What has the U.S. war with Iran accomplished? NPR
President Trump's
goals for the war with Iran included putting an end to the country's nuclear program, destroying its military capabilities and creating regime change.
Yet after more than five weeks of fighting, and with a two-week ceasefire now in place, the president has fallen well short of those aims.
In addition, Iran's control over the economically crucial Strait of Hormuz has created a crisis that didn't exist before the war began.
The Trump administration stresses that U.S. and Israeli military successes have inflicted severe damage to Iran's military. Still, Iran's military and government survived the onslaught, are still functioning, and are now making their own demands in negotiations that lie ahead.
...
Iran's military is degraded but still retains capability
...
The Strait of Hormuz remains under Iran's control
...
But Ian Ralby, a nonresident senior fellow with the Atlantic Council's Global Energy Center, says a ceasefire that leaves Iran in control of the strait is a worse outcome than the status quo before the war. It puts Tehran in "a pretty powerful position," he says. "In some ways, it legitimizes Iran's control" of the strait.
"So now they're in a position to use that to their advantage much more proactively," he adds. Before the war, Iran allowed ships to pass unimpeded.
Daniel Benaim, a distinguished diplomatic fellow at the Middle East Institute and former senior State Department official for the Gulf, says closing the strait "created a new deterrence and new economic weapon" for Iran.

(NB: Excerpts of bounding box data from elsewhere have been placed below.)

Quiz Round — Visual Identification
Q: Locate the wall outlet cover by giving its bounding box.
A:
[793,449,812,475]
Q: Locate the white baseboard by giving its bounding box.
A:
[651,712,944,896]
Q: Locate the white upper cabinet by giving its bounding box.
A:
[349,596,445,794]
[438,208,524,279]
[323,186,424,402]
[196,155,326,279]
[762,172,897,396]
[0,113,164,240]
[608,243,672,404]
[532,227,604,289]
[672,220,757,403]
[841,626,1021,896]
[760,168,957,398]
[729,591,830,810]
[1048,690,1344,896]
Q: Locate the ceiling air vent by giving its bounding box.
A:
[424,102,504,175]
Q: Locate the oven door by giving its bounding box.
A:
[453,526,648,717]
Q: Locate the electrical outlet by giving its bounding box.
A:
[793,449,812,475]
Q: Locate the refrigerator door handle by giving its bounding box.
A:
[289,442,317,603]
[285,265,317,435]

There is also no indication whether the deal includes an end to passage fees that Iran began charging some tankers after the start of the war to ensure safe passage through the strait. If the steep tolls continue, it could mean that oil prices remain higher than before the conflict started.
...
Iran's nuclear program still exists, and Iran is likely more motivated to develop weapons
At the onset of the war, Trump insisted that Iran was only weeks away from acquiring a nuclear weapon. But
many nuclear experts dispute that claim, saying Tehran still had a way to go. In fact, then-Supreme Leader Ali Khamenei had issued a fatwa, or religious decree, against nuclear weapons, according to Shibley Telhami, the Anwar Sadat professor for peace and development at the University of Maryland. "That was definitely a constraining factor for them," he says. "He's now gone and with him, the fatwa dies."
Instead, he says the war has taught Iran's leadership a lesson about nuclear weapons: States that have them, such as North Korea, are safe, while Iran has been attacked multiple times. Now, he says, Iran has "every incentive" to develop a nuclear capability "in short order."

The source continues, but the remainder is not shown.